Conclusion de cette première partie
L’homme, indigné d’être une créature confrontée à l’échec, excédé de sa finitude, exaspéré de ses imperfections aspire à un renouvellement. Il aimerait façonner l’homme nouveau mais seuls sont à sa portée les totalitarismes… violents comme ceux du XXème siècle ou insidieux comme celui qui se profile (celui d’un bonheur obligatoire défini par des élites).
La « sortie de crise » n’est pas dans les remords mais dans la repentance ; à la condition de comprendre ce que signifie la repentance et de ne pas la confondre avec les remords…
***
Les remords sont éprouvés par le fautif d’un acte honteux. Ils conduisent non seulement à ne pas vouloir se pardonner et à refuser tout pardon d’autrui – y compris de Dieu –, mais à éprouver des ressentiments contre soi-même et à vouloir s’auto-punir. Que l’on songe à Judas qui, après avoir trahi le Christ se pendit. (Mt 27 : 3-5)
Se repentir, c’est changer d’avis sur Dieu, se tourner vers Lui et recevoir Son pardon. La repentance implique un changement individuel de comportement.

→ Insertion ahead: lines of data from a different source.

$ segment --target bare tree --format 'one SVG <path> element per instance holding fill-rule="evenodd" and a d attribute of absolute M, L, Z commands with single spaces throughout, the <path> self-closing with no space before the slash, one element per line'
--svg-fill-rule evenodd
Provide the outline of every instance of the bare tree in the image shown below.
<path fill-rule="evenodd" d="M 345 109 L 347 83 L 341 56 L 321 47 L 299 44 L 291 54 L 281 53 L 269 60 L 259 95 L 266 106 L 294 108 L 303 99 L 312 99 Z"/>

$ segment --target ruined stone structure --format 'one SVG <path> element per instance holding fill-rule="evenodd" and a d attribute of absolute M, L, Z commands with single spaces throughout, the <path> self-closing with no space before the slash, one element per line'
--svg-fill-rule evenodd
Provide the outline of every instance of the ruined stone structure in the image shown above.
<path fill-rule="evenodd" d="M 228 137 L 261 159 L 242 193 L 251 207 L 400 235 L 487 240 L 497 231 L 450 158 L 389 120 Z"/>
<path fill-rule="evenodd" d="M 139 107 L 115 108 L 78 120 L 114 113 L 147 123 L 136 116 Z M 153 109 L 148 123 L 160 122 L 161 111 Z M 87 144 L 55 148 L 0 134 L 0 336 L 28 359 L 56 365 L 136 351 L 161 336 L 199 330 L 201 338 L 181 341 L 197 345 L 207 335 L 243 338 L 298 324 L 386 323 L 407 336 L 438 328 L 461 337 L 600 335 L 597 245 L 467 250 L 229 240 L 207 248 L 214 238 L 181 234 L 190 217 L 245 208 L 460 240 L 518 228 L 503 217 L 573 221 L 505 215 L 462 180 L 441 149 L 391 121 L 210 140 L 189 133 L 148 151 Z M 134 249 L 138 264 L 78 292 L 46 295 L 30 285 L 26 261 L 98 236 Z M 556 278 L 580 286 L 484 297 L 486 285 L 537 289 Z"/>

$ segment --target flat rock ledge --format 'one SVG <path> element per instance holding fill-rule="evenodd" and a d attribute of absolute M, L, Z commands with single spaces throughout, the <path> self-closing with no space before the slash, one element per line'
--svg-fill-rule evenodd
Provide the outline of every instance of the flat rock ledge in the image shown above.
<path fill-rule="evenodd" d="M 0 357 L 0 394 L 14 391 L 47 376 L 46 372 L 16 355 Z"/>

Elle doit se vivre individuellement car aucune structure ou amélioration sociale ne peut changer le cœur de l’homme ; elle peut, dans le meilleur des cas, en freiner les instincts.
Le Christ est venu afin que quiconque croie en lui se trouve pardonné, libéré de la honte et entre en relation avec Dieu le Père : C'est la bonne nouvelle apportée par l'Evangile.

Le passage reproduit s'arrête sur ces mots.